Critique: March Fo(u)rth Divestment Day of Action

I am going to start sharing more of my critical thoughts about the modern environmental movement on this blog. It will continue to be a hub of resources and updates for environmental activists, but I will also be branching into critiques of the modern environmental movement. If a post is tagged “critique,” then you know what it will be about.

Here’s the framing for my thoughts: the climate movement is unlike any movement before. We’re not fighting for one age, gender, ethnicity, culture, or country. We are fighting for every single person, animal, and plant on this planet and all future generations. Therefore our movement must be inclusive and massive. Of course, not everyone should be expected to be activists, devoting time and energy to organizing. This is why those involved with the movement today must more provide opportunities for others to get involved. We have not reached the stage where we have an inclusive environmental movement. My goal is to figure out how we get there.

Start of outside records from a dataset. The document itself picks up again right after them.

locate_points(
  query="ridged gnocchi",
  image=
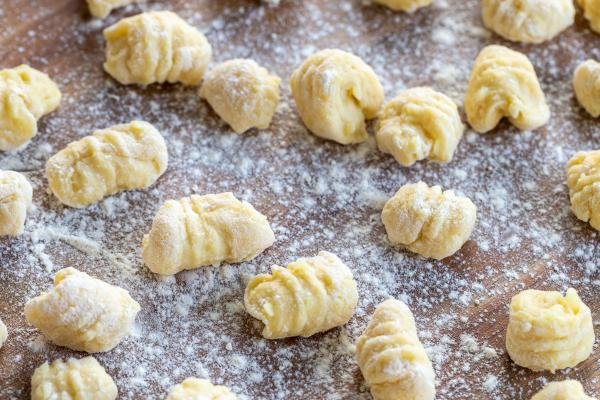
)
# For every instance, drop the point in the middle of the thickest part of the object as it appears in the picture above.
(15, 199)
(428, 221)
(74, 379)
(311, 295)
(392, 358)
(122, 157)
(528, 21)
(547, 331)
(242, 93)
(419, 123)
(205, 230)
(335, 92)
(26, 95)
(83, 313)
(156, 47)
(583, 180)
(504, 84)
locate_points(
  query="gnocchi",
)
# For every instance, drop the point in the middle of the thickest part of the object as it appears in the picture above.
(205, 230)
(335, 92)
(26, 95)
(504, 84)
(311, 295)
(419, 123)
(123, 157)
(392, 358)
(74, 379)
(83, 313)
(547, 331)
(156, 47)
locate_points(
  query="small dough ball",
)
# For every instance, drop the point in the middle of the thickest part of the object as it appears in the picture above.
(243, 93)
(15, 199)
(311, 295)
(200, 389)
(586, 83)
(123, 157)
(547, 331)
(83, 313)
(74, 379)
(427, 221)
(528, 21)
(198, 231)
(419, 123)
(583, 180)
(335, 93)
(26, 95)
(156, 47)
(504, 84)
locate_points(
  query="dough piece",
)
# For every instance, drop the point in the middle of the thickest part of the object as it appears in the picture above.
(123, 157)
(83, 313)
(547, 331)
(201, 389)
(504, 84)
(392, 358)
(335, 92)
(156, 47)
(198, 231)
(586, 83)
(427, 221)
(419, 123)
(242, 93)
(311, 295)
(74, 379)
(15, 199)
(528, 21)
(26, 95)
(583, 180)
(563, 390)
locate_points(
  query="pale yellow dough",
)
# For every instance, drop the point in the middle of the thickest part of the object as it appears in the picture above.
(74, 379)
(335, 92)
(15, 199)
(392, 358)
(547, 331)
(156, 47)
(83, 313)
(419, 123)
(122, 157)
(311, 295)
(504, 84)
(242, 93)
(205, 230)
(26, 95)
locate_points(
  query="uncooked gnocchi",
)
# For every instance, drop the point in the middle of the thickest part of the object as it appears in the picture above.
(504, 84)
(392, 358)
(242, 93)
(583, 180)
(26, 95)
(335, 93)
(427, 221)
(156, 47)
(74, 379)
(83, 313)
(419, 123)
(205, 230)
(123, 157)
(15, 199)
(311, 295)
(547, 331)
(528, 21)
(201, 389)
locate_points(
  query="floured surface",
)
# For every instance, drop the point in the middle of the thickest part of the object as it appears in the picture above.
(317, 195)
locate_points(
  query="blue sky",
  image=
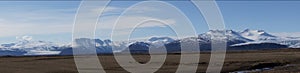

Today, students around the world are marching fourth on March 4th for a divestment day of action. This should be one of the largest showings of communication and coordination among the recent divestment movement. As you probably have gathered from my blog, I am nothing but supportive of the divestment movement, and I truly believe that it has changed the fate of the larger climate movement.

The slogan for the day of action is “Divestment is a tactic, justice is our goal.” While we are fighting for justice, this slogan–in my  view–misrepresents the ideals of the divestment and larger climate movement. Here’s why:

1) The slogan belittles divestment. Yes, divestment is a tactic within the larger climate movement. It is neither a beginning nor an end, and students are pivoting power off campus to fight other fossil fuel infrastructure. But people should not be so quick to short-change the historical momentum of divestment. The slogan to me portrays divestment as a blip. But it’s not. It’s revolutionary.

2) People get involved with environmentalism for many different reasons. Not everyone is fighting for justice. It is wrong to impose this goal on others. I wrote a 15 page paper on this topic during my Sophomore year in high school as I explored how global warming could become the central issue of my generation. I learned that some people get involved because they want their children to have a better future. Some get involved to save their homes, help people in other parts of the world, protect local industries, conserve forests…the reasons are varied and broad. Environmentalists and activists should not impose a goal. We’re all trying to mitigate climate change. But below that level of analysis, it’s too individual to define.

3) It is naive for environmentalists to say that “justice is our goal.” Injustice has always and will always exist. Even the most moral movement will never achieve justice as a holistic goal. But we are fighting for climate justice. It is unfair for minority populations, developing economies, or future generations to be most impacted by climate change when they did little or nothing to cause it. We can fight for climate justice. It is important to distinguish.

These are my thoughts for today. More soon!